Later, in the 18th century, Spain conquered California. This allowed Spanish missionaries to teach North American natives the art of using horses to handle cattle. Over time, California became a center of commerce where people could purchase hides and leather. This led to the cowboys becoming prosperous inhabitants, and new settlers arriving in the region, with the dream of them also becoming successful charros.

However, the heyday of the charros came when the civil war broke out in the United States and there was a great need to produce meat to feed the troops. On average, white charros were paid thirty dollars a month, and Mexican, Indian, or black charros received about twenty dollars. After the civil war, many of these charros, or cowboys, went to live in the West. This gave rise to the mythical Wild West, immortalized in films such as “The Outlaw” or “Centaurs of the Desert”.

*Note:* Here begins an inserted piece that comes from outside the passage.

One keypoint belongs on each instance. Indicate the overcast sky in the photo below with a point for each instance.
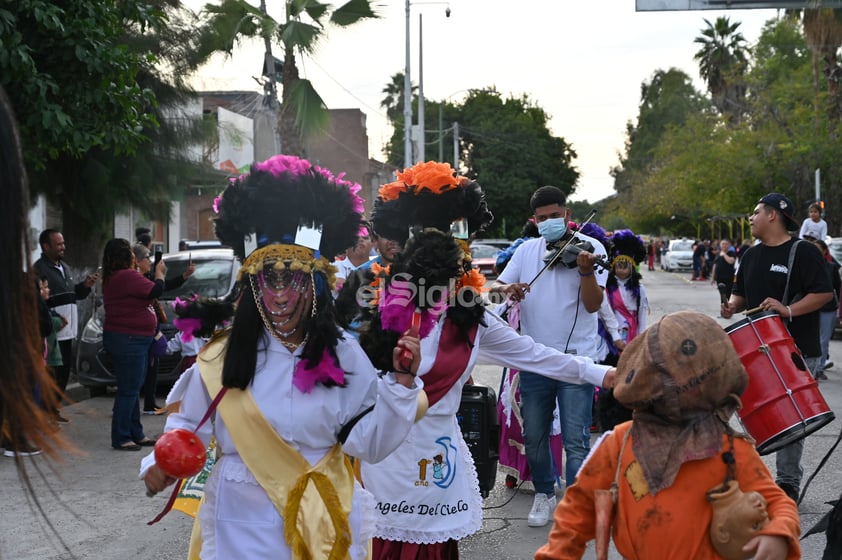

Today the cowboy in the United States has his own style that differentiates him from the Mexican cowboy. In terms of clothing, the “Stetson” hat, designed in New Jersey by John B. Stetson, is very popular. Speaking of traditions, one of the most outstanding is the Rodeo, where cowboys compete with each other performing feats such as bull riding or knocking down steers. Although the first rodeo was held in 1888, it is still taking place today, especially in the states of Texas, Nevada, Oregon, Oklahoma, and Colorado.

From Mexican charros to cowboy

The rich Mexican equestrian culture was the basis from which not only the charrería was born, but also the Anglo-Saxon cowboy culture in North America. Myriad terms that Anglo-Saxon cowboys now use derive from the Spanish spoken by Mexican charros.

Some specialists point out that even the name by which they call themselves, cowboy (something like ” muchacho de vacas “), is nothing more than the best translation they found of our word cowboy.

But many other words in the English vocabulary of American and Canadian cowboys were borrowed from Spanish almost as-is. Here are some examples: cinch and cincho; buckaroo and cowboy; rodeo and rodeo, etcetera.